Darling soon fell asleep in my arms. One of her little hands was clasped around my neck, the other held mine; her fair head rested on my bosom, and her calm, sleeping face lay upraised and unconscious with closed eyes and parted lips. I stooped, and with some emotion, softly kissed the child of my persecutor. Cornelius, who sat by me, whispered the two concluding lines of Wordsworth's sonnet, with a slight modification:

"How much is mixed and reconciled in thee, Of mother's love, with maiden purity."

Then bending over me, he attempted to embrace Darling; but his beard woke her; she screamed, kicked, burst into a new fit of crying every time he attempted to sit near me, and said "her papa should take me to Rugby."

"And be your mamma. No, indeed, Miss Smalley," replied Cornelius, tartly.

"She is mine, and I keep her."

To teaze her, he passed his arm around me, and caressed me, upon which Darling got into such a passion, that he asked impatiently "if I would not put the sulky little thing to bed?"

She succeeded on this and on subsequent occasions in keeping him at a safe distance from me. At first her childish jealousy amused him, but as she was in other respects a very endearing little thing, and engrossed me like a new toy, Cornelius did not relish it at all. He looked especially uncomfortable during Mr. Smalley's daily visits, and to my amusement, for I know well enough what he was afraid of, he did not seem easy, until both Darling and her papa were fairly gone.

I always made my own dresses, and I made the blue silk one with great care. It was finished one afternoon before dusk. I put it on in my room, and came down to show it to Kate; she was not in the parlour. I felt anxious to see how it fitted, and got up on a chair to look at myself in the glass over the fire-place. At that very moment Cornelius entered. I jumped down, rather ashamed at being caught. He came up to me, and without saying a word, took a white rose from a vase of flowers, and put it in my hair.
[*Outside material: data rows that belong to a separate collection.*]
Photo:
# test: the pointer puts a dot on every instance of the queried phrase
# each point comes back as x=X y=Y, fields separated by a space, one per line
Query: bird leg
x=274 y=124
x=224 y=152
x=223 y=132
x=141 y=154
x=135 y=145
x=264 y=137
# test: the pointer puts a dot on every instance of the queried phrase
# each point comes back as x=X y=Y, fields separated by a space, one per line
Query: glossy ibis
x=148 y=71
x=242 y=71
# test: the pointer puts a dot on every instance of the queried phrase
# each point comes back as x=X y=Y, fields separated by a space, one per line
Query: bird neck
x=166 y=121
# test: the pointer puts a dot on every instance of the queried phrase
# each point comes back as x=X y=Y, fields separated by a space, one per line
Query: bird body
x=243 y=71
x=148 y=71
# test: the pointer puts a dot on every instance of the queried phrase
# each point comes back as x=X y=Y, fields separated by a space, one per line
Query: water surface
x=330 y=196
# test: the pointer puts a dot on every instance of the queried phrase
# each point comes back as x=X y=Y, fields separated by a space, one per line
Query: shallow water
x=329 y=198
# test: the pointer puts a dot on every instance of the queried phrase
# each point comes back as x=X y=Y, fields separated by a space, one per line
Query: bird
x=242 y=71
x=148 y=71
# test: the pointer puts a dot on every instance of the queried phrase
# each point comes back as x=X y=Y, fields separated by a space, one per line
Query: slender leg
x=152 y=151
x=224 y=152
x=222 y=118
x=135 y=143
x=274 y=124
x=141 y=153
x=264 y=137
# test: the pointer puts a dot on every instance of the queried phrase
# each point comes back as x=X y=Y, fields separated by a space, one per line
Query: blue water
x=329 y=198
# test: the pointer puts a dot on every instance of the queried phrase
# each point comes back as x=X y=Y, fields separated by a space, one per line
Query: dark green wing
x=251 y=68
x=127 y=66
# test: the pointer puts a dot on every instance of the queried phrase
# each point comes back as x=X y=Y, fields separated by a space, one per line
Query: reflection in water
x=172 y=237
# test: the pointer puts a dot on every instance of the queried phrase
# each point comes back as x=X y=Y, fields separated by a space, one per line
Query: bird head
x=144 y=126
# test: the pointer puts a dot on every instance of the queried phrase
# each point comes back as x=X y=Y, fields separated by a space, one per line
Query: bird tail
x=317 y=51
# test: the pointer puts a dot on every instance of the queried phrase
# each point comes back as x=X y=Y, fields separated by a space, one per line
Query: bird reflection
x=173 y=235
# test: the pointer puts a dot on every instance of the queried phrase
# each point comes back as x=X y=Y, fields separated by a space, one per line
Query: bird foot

I took another, and fastened it to the front of my dress.

Then he took my hand in his, and drawing a little back from me, he smiled. I sighed, and asked:

"What shall I do with it, Cornelius?"

"Look pretty in it, as you do now."

"But where shall I wear it?"

"Here, of course."

"It is only fit for a party. Why have we no party to go to?"

"Because people don't ask us," was his frank reply.

"I wish they would."

"To be seen and admired by others besides Cornelius O'Reilly, you vain little creature."

"It is not for that; but I should like a party or so."

"Well, when we get invited, I shall take you," he replied, with a smile that provoked me.

"Yes," I said, colouring, "but you know no one will ask us. We go nowhere; we see no one, not even artists. I wish you would see artists."

"I don't care about English artists," he replied, drily.

"Well then, Irish."

"Still less. The three kingdoms and the principality do not yield one with whom I would care to spend an hour."